Existence and uniqueness of fixed point

Question

Let $f:\mathbb{R} \to \mathbb{R}$ be a differentiable function. Suppose $|f'(x)|\le r<1,\forall x\in \mathbb{R}$ and for some $r\in \mathbb{R}$.Then by contraction mapping theorem f has a unique fixed point in $\mathbb{R}$. Now suppose the inequality changes as $f'(x)\le r<1, \forall x\in \mathbb{R}$ and for some $r\in \mathbb{R}$. Then is it true that $f$ has at least one fixed point. What about uniqueness if the existence is true? Conversely if there is unique fixed point for such a differentiable function, is it necessary that $f'(x)\le r<1, \forall x\in \mathbb{R}$ and for some $r\in \mathbb{R}$?

Answer 1

$f: x\mapsto \sin (x) $ has a unique fixed point $x=0$ but $f'(2\pi)=1$.

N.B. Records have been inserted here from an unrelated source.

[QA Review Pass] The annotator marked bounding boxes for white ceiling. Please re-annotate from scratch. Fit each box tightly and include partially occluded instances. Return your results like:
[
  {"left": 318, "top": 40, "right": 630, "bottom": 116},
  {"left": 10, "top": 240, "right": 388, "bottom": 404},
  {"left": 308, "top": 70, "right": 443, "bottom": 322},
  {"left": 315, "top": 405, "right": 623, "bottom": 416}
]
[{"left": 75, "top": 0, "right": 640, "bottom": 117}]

$g:x\mapsto 2x $ has one fixed point but $g'(x)=2$.

Answer 2

Both existence and uniqueness still hold. You can easily see geometrically it by noticing that $f$ will always be increasing less than $id(x)=x$ and a fixed point is the same as an intersection of the graph of $f$ with the diagonal of $\mathbb{R}^2$ (which is the graph of $id$).

Formally, let $x\in\mathbb{R}$ and suppose $f(x)>x$. Let $k=\frac{f(x)-x}{1-r}$, which solves the equation $$f(x)+kr = x+k\ .$$ Then $$f(x+k) = f(x)+\int_x^{x+k}f'(t)dt\le f(x)+kr = x+k\ .$$ By the intermediate value theorem, it follows that $f$ has a fixed point. A similar proof gives a fixed point if $f(x)<x$, proving existence.

For uniqueness, suppose $x_0<x_1$ are two distinct fixed points. Then $$f(x_1) = f(x_0)+\int_{x_0}^{x_1}f'(t)dt \le x_0+(x_1-x_0)r<x_1\ ,$$ giving a contradiction. Thus the fixed point must be unique.

Notice that this works for $f:\mathbb{R}\to\mathbb{R}$, not for general functions in metric spaces.

Answer 3

The function $g(x) := x- f(x)$ is differentiable and $$ g'(x) = 1 - f'(x) \geq 1 - r \qquad \forall x\in\mathbb{R}. $$ Since $1-r>0$, this proves that $g$ is strictly increasing (hence it can have at most one zero) and that $$ \lim_{x\to -\infty} g(x) = -\infty, \qquad \lim_{x\to +\infty} g(x) = +\infty, $$ so it has at least one zero (being continuous). The unique zero of $g$ is the unique fixed point of $f$.